Beata Szydło polskim wyborcom kojarzy się "z niedzielnym rosołem", co zostało w zabawny sposób wytknięte w jednym z kabaretów. Była premier odniosła się do żartu komików, tłumacząć, że woli kojarzyć się z niedzielnym obiadem niż z ośmiorniczkami z Sowy i przyjaciół.
Ciepły wizerunek polityk nieco się ochłodził po ostatnich zdarzeniach w Krakowie. Beata Szydło prowadziła prywatny samochód w okolicach Jubilata, krakowskiego domu handlowego. Gazeta Wyborcza poinformowała, że do stłuczki z udziałem byłej premier doszło tuż przed godziną 23.
Świadkowie zdarzenia twierdzą, że była premier miała zielone światło, jednak nie zatrzymała się przed skrzyżowaniem i próbowała wykonać manewr zawracania. Niestety, od tyłu w jej auto uderzył samochód dostawczy, który po zderzeniu odbił się od pojazdu byłej premier i uderzył w słup oświetleniowy.
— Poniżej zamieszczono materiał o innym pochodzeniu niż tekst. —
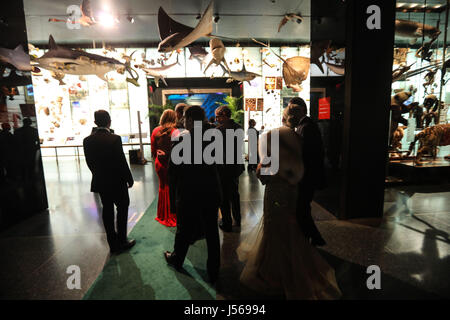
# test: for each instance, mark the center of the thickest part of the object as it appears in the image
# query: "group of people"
(18, 150)
(279, 252)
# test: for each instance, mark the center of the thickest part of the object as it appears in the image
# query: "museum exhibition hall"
(373, 77)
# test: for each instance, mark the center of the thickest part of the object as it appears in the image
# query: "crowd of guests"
(279, 252)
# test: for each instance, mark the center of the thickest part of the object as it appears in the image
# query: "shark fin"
(51, 43)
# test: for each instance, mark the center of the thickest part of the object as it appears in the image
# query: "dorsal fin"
(51, 43)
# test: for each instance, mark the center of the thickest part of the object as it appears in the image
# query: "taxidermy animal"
(175, 35)
(241, 76)
(218, 53)
(87, 18)
(431, 138)
(414, 30)
(338, 69)
(317, 51)
(157, 72)
(288, 17)
(198, 53)
(78, 62)
(17, 58)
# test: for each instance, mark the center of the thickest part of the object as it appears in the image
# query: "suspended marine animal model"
(295, 69)
(78, 62)
(415, 30)
(175, 35)
(198, 53)
(16, 58)
(157, 73)
(218, 54)
(429, 139)
(87, 18)
(241, 76)
(289, 17)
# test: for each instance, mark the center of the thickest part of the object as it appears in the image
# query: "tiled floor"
(411, 244)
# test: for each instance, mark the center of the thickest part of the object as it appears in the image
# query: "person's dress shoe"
(224, 228)
(170, 259)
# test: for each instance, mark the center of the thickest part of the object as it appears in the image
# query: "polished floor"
(411, 244)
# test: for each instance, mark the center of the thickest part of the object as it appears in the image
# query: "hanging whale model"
(69, 61)
(414, 30)
(157, 72)
(240, 76)
(175, 35)
(218, 54)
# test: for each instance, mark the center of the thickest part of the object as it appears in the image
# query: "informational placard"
(324, 108)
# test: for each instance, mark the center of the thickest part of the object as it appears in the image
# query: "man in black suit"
(111, 178)
(197, 198)
(229, 173)
(314, 176)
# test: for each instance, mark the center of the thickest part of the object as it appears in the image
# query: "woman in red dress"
(161, 145)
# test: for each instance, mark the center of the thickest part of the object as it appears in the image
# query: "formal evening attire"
(161, 146)
(197, 198)
(279, 260)
(229, 177)
(111, 177)
(313, 179)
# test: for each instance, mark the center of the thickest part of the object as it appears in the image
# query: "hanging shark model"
(17, 58)
(69, 61)
(175, 35)
(157, 72)
(240, 76)
(218, 54)
(414, 30)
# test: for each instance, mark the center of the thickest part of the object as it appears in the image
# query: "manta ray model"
(218, 54)
(63, 61)
(240, 76)
(414, 30)
(175, 35)
(157, 72)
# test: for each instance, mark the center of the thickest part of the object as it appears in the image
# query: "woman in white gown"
(279, 259)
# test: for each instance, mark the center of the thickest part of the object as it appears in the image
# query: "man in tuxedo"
(111, 178)
(229, 173)
(314, 176)
(197, 198)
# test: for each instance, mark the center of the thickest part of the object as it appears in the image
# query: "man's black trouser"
(115, 196)
(304, 217)
(189, 219)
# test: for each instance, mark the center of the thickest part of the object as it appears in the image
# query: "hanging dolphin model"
(338, 69)
(17, 58)
(241, 76)
(218, 52)
(69, 61)
(414, 30)
(157, 72)
(175, 35)
(86, 20)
Mężczyzna, który uczestniczył w kolizji zadzwonił na Gorącą Linię RMF FM, gdzie zdradził, w jakim stanie jest jego samochód:
Auto nasze do kasacji, przyjechały trzy straże pożarne, policja - mówił.
Jak podaje RMF FM, Beata Szydło będzie musiała zapłacić mandat 450 złotych. Dodatkowo do jej konta zostanie dopisane sześć punktów karnych.
To nie pierwszy wypadek samochodowy z udziałem byłej premier. Na szczęście tym razem Beata Szydło ma się dobrze.